Missing in Brooks County slowly unravels and leaves the viewer in a state of shock. How can any of this be happening, every single day, right under their noses? That is the one question that will stay in your mind, while you’re watching this. It is hard to accept the state of the world, and why anything this horrible would even happen. You can either shut yourself away from it, or acknowledge the injustice, and try to use your voice for some good. Your heart will ache with the families who have lost their loved ones. The search for truth is something that should keep every journalist and documentary filmmaker going. Their voices are important and will help many people understand the true state of the world and their own country.

‘Whirlybird’ Review

By: Amanda Guarragi

Journalists are always craving a new story, they live for the fast-paced environment, and most importantly they want to tell the truth. Some stories that are covered can definitely take a mental toll on journalists and there are some situations that can stay in their mind forever. Thanks to Zoey Tur, the breaking news aspect of journalism reached its peak in the late 80s, early 90s. Whirlybird explores the dynamic journey of a young couple, who revolutionized breaking news with their bold helicopter reporting. They both dive into action-packed live coverage of monumental moments in the history of L.A., including the 1992 riots and the O.J. Simpson Ford Bronco chase in 1994.

What was so fascinating to see was the behind-the-scenes footage from those massive stories. Everything Zoey and Marika had to go through to get the footage, in order to tell the honest version of that story. Because they were in the helicopter, getting an aerial view, they would see everything before other news crews. They created action news and everyone wanted in on it. The aerial view offered a wider lens of the situation, you could see mobs of people, you could see natural destruction for what it was, and that footage leaves an impression on you. There are raw, emotional moments, from Zoey and Marika that really make you feel for them as journalists.
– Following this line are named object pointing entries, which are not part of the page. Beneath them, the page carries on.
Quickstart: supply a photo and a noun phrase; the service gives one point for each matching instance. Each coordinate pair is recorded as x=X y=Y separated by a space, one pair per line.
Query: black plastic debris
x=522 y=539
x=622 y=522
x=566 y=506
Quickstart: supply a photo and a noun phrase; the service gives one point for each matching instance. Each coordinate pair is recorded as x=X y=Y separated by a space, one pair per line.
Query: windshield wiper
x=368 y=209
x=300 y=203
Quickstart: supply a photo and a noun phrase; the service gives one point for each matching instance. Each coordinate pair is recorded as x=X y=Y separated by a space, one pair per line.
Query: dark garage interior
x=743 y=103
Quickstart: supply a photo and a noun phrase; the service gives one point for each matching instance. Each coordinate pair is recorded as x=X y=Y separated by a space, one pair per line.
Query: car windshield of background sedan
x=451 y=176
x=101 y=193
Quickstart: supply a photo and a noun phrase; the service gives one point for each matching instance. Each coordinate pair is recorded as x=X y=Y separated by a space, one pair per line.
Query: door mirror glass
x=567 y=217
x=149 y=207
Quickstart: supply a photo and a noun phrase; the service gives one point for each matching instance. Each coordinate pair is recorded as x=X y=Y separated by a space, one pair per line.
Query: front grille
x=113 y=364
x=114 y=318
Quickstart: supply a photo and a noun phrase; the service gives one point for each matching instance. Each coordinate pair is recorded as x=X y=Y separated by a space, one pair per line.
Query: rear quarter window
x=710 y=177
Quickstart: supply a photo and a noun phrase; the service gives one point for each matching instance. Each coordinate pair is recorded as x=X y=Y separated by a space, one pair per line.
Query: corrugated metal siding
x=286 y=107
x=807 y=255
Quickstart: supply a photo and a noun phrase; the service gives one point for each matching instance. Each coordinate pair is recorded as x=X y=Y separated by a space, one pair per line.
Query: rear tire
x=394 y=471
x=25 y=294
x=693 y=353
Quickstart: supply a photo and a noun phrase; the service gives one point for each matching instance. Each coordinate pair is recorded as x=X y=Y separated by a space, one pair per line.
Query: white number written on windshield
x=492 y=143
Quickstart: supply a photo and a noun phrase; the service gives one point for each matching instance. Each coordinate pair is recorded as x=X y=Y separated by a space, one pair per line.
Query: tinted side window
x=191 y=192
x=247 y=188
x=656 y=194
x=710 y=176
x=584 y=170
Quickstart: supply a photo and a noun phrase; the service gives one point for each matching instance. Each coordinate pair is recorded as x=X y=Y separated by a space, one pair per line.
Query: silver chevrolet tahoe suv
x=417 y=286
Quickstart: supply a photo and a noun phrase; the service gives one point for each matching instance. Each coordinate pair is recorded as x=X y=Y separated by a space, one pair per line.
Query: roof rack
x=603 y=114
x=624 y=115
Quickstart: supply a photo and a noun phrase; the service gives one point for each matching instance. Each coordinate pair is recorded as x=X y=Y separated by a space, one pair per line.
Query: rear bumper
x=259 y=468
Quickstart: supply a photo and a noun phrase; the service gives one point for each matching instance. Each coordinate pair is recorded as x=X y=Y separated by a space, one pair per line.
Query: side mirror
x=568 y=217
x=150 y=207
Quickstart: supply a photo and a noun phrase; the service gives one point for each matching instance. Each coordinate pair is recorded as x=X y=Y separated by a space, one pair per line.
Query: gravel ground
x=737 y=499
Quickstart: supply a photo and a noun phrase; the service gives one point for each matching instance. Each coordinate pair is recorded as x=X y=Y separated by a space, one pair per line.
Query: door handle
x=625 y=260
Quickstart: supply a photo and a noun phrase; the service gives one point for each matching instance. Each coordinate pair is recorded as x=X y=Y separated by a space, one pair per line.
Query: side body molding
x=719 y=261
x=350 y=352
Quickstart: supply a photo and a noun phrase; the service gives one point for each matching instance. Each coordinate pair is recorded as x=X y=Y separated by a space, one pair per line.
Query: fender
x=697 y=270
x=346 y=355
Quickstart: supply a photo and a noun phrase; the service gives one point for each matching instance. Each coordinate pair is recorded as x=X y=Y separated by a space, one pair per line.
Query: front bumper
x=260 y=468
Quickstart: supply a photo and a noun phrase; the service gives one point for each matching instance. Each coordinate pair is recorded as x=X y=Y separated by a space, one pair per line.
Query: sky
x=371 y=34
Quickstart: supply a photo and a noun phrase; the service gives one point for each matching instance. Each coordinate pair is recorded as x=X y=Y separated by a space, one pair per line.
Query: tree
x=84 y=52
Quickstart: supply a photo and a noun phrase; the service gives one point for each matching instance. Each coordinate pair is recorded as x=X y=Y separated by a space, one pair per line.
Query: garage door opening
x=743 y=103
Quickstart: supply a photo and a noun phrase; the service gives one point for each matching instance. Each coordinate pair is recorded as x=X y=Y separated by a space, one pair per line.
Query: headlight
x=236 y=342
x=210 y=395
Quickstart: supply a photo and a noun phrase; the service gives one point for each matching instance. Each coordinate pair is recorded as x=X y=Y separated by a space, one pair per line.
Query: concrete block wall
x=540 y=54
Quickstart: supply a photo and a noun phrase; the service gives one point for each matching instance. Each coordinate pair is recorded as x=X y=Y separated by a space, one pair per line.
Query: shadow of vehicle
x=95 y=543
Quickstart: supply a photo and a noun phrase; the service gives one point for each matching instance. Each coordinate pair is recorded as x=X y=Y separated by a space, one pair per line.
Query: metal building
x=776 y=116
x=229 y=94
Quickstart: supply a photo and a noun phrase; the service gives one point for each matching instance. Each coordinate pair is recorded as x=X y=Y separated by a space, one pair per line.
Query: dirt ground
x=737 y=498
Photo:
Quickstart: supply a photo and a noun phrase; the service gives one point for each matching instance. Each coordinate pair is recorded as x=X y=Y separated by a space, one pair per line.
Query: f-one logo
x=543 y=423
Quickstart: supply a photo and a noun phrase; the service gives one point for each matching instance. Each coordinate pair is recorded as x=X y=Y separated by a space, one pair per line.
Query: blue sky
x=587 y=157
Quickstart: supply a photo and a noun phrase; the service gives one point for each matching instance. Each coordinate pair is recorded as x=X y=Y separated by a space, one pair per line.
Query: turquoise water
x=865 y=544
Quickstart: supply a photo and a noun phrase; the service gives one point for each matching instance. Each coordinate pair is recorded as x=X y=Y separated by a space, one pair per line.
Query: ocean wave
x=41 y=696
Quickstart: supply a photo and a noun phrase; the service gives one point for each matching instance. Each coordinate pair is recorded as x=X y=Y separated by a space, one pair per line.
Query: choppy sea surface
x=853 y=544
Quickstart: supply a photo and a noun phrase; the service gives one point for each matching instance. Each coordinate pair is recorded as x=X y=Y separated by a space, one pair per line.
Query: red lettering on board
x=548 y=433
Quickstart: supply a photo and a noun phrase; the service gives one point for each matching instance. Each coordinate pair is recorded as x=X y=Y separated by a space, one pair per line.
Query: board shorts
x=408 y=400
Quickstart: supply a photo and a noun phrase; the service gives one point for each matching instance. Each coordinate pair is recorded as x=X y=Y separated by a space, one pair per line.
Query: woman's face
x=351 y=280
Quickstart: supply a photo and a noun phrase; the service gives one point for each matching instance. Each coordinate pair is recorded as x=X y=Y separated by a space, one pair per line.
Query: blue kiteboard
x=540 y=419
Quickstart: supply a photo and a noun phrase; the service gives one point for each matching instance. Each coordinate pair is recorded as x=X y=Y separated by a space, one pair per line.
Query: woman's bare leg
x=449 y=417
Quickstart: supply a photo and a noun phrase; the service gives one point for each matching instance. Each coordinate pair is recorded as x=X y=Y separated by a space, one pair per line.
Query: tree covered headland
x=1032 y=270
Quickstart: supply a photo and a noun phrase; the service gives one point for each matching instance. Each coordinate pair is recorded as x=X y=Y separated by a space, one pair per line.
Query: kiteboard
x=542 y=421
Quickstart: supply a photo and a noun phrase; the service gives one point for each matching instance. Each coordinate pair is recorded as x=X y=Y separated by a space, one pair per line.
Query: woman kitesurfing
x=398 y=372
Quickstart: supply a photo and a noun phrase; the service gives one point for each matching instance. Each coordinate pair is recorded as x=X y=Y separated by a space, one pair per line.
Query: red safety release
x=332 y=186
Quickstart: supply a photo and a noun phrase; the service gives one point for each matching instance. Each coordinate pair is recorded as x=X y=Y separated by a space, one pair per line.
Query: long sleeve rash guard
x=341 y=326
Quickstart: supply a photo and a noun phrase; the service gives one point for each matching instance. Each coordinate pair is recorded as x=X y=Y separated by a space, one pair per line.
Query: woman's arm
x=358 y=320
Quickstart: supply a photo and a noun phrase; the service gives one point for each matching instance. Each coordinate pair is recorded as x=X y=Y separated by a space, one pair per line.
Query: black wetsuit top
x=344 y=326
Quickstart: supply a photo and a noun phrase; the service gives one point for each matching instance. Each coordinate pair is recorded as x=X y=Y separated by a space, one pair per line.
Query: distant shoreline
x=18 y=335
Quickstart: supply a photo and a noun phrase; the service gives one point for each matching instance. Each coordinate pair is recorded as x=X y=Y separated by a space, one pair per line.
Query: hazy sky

Not only do we see the couple dive into their past with the archive footage, but we go on a separate emotional journey with them. The first half of this documentary sets up their relationship, and their character traits. Like most of us, none of us want to become our parents, and for Zoey, that was her main struggle during her early years. She did not want to become her father. Before her transition, her dad was the only paternal figure that really taught her what it was to be a man. It was a disjointed relationship, a difficult situation growing up, which had long-term effects on her.

The one thing that Whirlybird will teach you, is that no matter how much you distract yourself with your work, and repress your pain, or the person you truly are, everything will come out eventually. The issue there, is that you don’t know how it will reveal itself. Everyone can reflect on their past and realize their mistakes when handling certain situations. But in that moment, you’re a different person, and that is what pains your present self. Seeing what Zoey and Marika had to go through in the second-half of this film really struck a chord and made for an emotional ending.